3.2. Optical Characterization of Aqueous L-cys-CdSe and L-cys-CdSe/ZnS QDs

An overlay of the emission and absorption spectra of core and core/shell QDs is shown in Fig. S1. where a characteristic broad absorption and narrow emission peak are evident. Table 1 compares the optical parameters of the water-soluble core and core-shell QDs.

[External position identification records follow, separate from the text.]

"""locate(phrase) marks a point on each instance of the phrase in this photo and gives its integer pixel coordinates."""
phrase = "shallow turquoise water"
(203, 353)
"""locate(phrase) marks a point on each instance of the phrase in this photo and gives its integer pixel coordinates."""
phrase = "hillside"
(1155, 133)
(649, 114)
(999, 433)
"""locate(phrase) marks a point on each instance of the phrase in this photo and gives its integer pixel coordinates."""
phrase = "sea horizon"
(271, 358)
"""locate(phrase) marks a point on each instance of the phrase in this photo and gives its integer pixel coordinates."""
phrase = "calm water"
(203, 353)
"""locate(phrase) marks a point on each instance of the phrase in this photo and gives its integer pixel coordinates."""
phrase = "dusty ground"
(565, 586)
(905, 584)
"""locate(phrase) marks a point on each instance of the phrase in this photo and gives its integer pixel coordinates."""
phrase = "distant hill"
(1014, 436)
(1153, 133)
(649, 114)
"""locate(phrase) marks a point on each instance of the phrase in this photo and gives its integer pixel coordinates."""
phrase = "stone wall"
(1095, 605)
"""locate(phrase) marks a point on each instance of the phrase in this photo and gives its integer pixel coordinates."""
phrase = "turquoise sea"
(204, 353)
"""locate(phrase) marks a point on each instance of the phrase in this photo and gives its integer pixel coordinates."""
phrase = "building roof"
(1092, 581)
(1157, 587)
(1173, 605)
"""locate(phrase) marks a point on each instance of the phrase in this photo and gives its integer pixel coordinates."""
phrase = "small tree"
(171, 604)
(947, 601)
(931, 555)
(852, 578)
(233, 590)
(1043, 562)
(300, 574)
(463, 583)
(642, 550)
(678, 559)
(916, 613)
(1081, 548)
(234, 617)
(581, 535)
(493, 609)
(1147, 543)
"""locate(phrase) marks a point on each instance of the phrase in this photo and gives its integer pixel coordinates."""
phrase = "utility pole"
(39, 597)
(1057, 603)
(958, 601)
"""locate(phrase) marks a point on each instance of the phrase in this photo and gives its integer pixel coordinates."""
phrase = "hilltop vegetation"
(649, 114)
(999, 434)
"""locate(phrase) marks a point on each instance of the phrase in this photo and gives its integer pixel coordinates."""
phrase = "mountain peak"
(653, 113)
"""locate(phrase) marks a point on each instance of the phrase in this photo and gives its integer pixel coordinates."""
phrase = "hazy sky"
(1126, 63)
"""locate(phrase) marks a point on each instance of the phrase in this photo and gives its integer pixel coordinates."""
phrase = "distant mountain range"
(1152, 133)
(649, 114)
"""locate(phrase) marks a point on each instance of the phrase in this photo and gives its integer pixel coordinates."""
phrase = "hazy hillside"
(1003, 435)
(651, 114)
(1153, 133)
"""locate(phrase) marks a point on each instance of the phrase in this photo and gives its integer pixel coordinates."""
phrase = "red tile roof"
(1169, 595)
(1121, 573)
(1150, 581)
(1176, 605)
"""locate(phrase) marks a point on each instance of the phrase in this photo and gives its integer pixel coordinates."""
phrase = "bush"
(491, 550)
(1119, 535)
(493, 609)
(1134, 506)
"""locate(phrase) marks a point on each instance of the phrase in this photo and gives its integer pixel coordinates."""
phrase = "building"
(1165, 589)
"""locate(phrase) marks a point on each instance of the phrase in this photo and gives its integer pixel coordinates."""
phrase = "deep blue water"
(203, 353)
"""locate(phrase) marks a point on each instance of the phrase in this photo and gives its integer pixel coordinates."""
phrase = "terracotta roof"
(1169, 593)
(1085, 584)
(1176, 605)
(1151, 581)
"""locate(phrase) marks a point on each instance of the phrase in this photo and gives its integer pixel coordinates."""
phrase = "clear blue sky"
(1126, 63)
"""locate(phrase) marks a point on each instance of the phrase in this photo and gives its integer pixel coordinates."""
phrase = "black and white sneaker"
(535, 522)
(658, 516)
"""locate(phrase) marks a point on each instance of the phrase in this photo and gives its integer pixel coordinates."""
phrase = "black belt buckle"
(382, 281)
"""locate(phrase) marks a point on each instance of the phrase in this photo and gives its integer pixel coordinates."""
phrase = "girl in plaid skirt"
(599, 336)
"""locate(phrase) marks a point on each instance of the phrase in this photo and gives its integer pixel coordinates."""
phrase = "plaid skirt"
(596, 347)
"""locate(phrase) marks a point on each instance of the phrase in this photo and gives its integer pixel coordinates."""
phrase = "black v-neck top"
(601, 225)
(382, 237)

Surface passivation with the ZnS shell increased the size of the core-shell QDs, as evident from the red shift. Stokes shift is one of the most important parameters of semiconductor QDs for the elucidation of their optical properties which is known as the red shift of the emission spectra in respect of the absorption spectra.²⁹ Accordingly, the Stokes shift of L-cys-CdSe and L-cys-CdSe/ZnS QDs were determined to be 30 nm and 15 nm, respectively. The significant fluorescence enhancement of CdSe/ZnS QDs is a result of the influence of the larger band gap induced by the ZnS shell which efficiently traps the electrons in the core, and also due to the removal of dangling surface bonds in the QD core upon addition of the shell (Scheme S1).³⁰

The extinction coefficient of L-cys-CdSe and L-cys-CdSe/ZnS QDs were calculated according to a published method.³¹ The concentrations of L-cys-CdSe and L-cys-CdSe/ZnS QDs in Milli-pore water can be therefore calculated from the Beer-Lambert law.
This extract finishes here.